# [networkmanager] Mobile broadband support disappeared on me

## KShots

Hey all,

I have been using NetworkManager successfully for several months to connect to my phone via bluetooth and use it for internet access. During a recent emerge world update, I saw that the default USE flags for networkmanager had changed (but that networkmanager itself wasn't being updated to another version), and that to have modemmanager enabled I needed to enable the ppp USE flag (which I didn't have support for in my kernel, and was working fine without).

I first tried to disable modemmanager so I could keep ppp disabled, and that removed the Mobile Broadband support from (at least) the NetworkManagement KDE plasma app. I then tried to enable modemmanager and ppp and recompile (but I didn't build in support for PPP in my kernel), and the option was still gone. I eventually broke down and added PPP support to my kernel... and it was _still_ gone.

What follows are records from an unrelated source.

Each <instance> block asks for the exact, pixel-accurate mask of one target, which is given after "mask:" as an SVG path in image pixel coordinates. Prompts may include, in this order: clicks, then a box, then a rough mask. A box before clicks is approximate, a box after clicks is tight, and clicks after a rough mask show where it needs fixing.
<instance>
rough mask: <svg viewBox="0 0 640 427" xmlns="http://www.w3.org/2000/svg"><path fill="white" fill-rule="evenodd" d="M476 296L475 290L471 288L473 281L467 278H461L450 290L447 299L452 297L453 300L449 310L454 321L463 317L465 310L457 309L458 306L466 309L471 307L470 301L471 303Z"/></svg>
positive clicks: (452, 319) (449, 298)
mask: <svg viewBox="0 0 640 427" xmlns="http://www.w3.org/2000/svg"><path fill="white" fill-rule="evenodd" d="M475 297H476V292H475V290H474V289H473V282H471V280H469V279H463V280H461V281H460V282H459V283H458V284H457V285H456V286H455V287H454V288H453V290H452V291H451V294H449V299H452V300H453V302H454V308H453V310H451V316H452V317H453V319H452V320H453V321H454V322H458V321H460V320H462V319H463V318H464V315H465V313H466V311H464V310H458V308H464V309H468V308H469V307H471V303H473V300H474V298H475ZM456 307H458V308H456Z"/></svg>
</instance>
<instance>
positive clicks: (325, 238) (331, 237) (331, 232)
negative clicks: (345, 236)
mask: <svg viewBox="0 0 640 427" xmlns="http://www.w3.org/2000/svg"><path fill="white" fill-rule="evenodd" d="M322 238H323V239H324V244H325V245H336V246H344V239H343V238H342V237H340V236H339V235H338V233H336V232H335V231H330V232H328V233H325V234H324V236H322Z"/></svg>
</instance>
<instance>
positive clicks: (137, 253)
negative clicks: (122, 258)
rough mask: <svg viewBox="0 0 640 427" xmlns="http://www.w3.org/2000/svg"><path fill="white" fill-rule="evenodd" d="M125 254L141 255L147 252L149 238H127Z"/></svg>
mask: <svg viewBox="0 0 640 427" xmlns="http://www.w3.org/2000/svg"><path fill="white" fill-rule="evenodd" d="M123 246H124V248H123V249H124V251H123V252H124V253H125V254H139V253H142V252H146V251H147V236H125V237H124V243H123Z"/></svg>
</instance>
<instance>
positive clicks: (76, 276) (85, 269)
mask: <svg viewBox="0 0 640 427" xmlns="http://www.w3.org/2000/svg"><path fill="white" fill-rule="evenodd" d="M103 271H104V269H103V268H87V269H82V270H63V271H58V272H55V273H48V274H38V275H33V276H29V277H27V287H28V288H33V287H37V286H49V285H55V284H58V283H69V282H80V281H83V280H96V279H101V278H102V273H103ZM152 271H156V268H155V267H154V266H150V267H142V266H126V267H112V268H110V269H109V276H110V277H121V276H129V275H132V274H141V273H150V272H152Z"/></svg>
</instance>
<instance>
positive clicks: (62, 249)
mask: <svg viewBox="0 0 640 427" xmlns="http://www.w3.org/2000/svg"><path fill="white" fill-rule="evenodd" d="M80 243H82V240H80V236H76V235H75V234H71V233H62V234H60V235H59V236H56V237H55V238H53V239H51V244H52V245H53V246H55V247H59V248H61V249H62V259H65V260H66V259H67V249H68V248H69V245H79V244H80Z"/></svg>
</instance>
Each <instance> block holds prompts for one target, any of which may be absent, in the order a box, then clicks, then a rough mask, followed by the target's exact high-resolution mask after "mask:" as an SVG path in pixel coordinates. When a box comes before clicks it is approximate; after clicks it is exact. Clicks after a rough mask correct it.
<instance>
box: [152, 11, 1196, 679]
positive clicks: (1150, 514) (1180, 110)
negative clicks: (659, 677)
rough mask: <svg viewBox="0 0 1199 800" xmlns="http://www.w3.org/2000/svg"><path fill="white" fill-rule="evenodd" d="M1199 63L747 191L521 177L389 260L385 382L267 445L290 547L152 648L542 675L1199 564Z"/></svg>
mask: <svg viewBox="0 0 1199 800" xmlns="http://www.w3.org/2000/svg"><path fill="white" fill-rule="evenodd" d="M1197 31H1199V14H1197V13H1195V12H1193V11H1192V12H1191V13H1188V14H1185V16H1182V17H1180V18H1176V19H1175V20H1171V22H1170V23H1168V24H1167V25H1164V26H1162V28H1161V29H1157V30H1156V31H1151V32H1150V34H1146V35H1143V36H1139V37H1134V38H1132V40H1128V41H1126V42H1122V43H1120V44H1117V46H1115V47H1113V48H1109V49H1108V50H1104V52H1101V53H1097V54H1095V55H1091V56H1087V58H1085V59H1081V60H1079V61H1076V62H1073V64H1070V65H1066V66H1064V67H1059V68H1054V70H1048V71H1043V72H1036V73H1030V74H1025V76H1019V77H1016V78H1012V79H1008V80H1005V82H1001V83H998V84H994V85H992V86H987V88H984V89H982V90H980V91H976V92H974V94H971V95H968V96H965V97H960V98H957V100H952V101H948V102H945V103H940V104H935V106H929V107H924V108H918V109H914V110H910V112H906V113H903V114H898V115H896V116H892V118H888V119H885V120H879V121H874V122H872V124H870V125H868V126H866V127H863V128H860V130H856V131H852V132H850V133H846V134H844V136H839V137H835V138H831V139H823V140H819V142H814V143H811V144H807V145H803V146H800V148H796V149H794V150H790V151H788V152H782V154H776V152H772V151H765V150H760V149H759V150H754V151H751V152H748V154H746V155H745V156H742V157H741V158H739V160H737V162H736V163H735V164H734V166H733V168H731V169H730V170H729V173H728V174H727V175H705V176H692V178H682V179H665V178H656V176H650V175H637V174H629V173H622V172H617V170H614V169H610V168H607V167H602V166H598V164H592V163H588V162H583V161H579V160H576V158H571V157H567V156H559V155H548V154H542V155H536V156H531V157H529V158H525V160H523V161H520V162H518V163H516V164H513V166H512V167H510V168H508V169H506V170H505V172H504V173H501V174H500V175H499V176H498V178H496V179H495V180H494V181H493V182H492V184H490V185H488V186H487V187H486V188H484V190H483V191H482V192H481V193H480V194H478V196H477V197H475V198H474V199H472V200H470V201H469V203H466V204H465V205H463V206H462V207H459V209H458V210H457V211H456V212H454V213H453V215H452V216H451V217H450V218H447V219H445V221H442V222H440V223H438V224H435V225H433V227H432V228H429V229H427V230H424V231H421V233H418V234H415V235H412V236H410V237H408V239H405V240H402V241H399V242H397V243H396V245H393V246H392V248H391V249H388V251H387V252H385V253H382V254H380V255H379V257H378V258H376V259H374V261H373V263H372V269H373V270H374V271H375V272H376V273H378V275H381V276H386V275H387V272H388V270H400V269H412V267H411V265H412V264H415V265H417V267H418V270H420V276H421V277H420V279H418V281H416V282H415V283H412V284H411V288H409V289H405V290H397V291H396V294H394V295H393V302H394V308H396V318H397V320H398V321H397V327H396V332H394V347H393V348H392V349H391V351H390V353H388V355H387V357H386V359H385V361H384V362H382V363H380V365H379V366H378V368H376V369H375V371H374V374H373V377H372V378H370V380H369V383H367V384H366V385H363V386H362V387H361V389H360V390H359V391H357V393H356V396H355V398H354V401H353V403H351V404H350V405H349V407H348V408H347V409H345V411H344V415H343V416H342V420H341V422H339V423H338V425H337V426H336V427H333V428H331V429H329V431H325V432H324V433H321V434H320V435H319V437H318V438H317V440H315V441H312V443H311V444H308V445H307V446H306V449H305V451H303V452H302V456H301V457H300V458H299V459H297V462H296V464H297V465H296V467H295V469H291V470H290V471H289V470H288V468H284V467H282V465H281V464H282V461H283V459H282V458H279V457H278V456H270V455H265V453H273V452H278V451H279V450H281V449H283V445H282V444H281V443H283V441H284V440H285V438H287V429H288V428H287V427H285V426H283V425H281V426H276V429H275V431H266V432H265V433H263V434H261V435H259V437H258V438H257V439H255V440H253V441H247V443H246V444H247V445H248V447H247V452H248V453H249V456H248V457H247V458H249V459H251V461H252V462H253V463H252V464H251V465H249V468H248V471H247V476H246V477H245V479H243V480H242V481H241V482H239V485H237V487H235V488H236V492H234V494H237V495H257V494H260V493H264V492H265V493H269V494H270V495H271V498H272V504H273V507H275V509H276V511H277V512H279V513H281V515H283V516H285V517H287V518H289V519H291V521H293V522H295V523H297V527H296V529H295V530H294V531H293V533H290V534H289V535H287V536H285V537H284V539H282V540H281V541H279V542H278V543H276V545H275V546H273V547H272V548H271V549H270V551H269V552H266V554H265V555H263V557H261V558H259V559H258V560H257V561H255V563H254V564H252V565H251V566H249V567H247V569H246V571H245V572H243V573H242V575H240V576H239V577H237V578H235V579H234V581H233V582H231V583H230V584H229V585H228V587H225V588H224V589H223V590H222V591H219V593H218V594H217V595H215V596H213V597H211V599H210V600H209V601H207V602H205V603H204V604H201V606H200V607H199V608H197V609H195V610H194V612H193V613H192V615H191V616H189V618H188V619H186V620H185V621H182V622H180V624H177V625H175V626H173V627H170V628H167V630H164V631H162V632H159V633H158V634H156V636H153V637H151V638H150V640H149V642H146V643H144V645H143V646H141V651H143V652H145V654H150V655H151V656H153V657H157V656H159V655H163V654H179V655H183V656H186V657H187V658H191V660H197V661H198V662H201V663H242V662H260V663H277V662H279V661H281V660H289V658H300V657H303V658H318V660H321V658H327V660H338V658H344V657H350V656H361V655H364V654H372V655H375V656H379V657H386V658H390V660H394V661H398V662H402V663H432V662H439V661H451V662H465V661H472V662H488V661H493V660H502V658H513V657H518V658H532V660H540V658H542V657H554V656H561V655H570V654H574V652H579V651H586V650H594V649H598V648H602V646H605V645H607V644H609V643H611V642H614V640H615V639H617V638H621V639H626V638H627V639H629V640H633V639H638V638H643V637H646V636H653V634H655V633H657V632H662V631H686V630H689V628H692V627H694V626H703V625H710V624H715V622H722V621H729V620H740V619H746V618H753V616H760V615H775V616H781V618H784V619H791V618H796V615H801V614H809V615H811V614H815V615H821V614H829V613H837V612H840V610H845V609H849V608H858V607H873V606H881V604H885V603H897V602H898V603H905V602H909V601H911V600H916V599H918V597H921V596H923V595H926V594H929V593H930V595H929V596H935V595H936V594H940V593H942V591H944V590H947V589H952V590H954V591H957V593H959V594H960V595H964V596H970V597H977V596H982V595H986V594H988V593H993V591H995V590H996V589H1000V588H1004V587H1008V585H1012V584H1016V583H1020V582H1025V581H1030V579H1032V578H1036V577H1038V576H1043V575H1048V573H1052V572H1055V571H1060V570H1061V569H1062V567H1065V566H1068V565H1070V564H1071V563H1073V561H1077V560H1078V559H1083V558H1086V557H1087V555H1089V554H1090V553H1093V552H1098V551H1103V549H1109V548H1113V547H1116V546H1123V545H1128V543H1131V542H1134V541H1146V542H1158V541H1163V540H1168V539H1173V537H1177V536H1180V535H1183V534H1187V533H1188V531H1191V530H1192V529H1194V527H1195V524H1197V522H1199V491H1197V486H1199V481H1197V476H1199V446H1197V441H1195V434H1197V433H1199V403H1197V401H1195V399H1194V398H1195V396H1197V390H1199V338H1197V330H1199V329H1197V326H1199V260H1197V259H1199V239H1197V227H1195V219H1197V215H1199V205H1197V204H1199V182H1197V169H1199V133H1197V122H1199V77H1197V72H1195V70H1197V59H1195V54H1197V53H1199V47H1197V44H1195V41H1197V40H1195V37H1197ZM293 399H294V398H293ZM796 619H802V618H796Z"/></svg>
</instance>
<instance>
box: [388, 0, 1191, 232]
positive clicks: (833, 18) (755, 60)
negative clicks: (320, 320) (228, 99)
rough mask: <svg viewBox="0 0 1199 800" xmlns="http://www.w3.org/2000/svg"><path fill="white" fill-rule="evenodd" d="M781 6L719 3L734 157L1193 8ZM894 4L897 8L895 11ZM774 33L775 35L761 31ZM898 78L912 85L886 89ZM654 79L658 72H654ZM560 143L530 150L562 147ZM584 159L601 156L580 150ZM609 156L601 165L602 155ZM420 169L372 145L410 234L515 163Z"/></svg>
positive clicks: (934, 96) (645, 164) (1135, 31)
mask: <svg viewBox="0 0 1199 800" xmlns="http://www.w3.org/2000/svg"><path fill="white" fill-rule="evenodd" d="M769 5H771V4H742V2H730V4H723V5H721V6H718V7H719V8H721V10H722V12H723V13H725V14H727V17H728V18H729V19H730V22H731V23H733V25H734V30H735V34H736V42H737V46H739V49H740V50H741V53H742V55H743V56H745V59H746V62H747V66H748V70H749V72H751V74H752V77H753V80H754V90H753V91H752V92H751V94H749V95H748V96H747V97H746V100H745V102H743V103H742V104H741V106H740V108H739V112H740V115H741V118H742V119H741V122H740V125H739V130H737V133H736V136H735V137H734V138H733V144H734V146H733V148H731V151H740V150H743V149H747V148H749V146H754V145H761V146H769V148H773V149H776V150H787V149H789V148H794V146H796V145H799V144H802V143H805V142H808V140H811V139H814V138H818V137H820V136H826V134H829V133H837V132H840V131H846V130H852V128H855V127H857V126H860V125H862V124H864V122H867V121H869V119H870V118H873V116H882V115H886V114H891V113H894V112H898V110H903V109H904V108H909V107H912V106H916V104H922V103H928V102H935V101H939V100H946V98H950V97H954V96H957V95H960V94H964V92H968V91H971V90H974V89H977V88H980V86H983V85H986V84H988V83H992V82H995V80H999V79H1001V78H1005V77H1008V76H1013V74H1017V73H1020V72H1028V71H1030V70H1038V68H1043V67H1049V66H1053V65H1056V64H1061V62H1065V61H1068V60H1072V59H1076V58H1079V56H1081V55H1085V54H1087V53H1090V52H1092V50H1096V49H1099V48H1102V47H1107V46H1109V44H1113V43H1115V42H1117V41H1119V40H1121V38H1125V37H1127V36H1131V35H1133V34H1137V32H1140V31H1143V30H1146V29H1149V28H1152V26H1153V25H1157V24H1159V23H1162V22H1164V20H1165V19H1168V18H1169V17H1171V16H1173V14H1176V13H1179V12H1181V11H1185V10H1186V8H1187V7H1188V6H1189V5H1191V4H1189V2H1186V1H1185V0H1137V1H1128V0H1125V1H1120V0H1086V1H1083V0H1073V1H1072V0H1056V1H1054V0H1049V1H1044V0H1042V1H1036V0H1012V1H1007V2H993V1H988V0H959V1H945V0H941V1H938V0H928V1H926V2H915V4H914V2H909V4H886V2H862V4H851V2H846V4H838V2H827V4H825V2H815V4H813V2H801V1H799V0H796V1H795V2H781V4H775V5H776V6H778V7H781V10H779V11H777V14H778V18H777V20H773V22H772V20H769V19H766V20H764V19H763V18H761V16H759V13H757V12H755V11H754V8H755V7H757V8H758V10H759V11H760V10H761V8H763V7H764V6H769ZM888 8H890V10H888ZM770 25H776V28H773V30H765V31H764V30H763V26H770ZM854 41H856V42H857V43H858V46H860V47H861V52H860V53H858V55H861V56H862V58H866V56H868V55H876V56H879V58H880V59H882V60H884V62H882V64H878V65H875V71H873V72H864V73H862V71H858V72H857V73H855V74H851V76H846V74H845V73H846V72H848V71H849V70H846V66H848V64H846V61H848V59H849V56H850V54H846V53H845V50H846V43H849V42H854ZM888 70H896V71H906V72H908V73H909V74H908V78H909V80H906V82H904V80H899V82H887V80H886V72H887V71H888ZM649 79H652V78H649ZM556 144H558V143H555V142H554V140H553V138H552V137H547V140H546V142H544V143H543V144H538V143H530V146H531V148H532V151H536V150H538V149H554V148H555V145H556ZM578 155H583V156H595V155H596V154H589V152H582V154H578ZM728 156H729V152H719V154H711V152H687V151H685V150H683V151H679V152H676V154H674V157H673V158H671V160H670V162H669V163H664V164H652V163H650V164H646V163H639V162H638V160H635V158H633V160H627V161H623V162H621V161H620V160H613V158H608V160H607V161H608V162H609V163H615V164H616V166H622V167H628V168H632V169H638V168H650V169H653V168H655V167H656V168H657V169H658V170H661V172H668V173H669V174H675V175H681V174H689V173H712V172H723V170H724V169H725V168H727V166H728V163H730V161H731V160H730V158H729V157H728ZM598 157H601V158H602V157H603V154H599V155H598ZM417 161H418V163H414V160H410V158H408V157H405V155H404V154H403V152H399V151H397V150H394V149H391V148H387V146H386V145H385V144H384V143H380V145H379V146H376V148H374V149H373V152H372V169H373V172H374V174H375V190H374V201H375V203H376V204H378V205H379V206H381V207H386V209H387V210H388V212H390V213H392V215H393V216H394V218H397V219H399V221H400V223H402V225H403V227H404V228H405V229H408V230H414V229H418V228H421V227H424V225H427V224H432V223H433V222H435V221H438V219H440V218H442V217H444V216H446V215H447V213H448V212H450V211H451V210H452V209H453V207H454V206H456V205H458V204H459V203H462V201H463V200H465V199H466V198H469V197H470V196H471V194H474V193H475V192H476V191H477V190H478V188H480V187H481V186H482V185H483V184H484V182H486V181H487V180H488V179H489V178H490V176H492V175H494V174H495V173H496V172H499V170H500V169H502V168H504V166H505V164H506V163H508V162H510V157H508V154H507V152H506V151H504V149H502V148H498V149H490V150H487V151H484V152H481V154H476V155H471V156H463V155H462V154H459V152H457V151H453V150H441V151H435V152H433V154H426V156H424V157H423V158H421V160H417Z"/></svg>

Has anyone else noticed this? Has anyone worked through this?

----------

## eccerr0r

You should need ppp support in your kernel regardless, mobile broadband tends to use ppp.  Not sure how it worked without it, unless you were somehow using some other protocol like ACM over USB (then again this also should require PPP).

Now in the recent kernels I've been running into many issues with bluetooth rfcomm.  I'm not sure if any stable kernel past 3.8  work yet (3.8 to 3.11 would crash the kernel on disconnect, 3.12 stopped the crashes but does not work with modemmanager, and I had a patched 3.12.6 working but released 3.12.13 vanilla does not; however some of the patches should have made it into gentoo-sources).  You will need to have USE=modemmanager and ppp and reemerge networkmanager (and its dependencies which should pull in modemmanager/ppp).  It's been a mess.

Also the default Gentoo Networkmanager prior to the latest does not work with bt-rfcomm for some reason or another; however the latest should work.

Again I am baffled how one can use bluetooth-rfcomm without ppp.  That just doesn't make sense to me...

----------

## KShots

I only used bnep for mobile broadband over bluetooth.

----------

## eccerr0r

Ah.  Well, it seems there's a lot of code that's getting cruddy in there, not many people using bluetooth networking anymore (seems the preference is wifi).  May need to forward upstream...

----------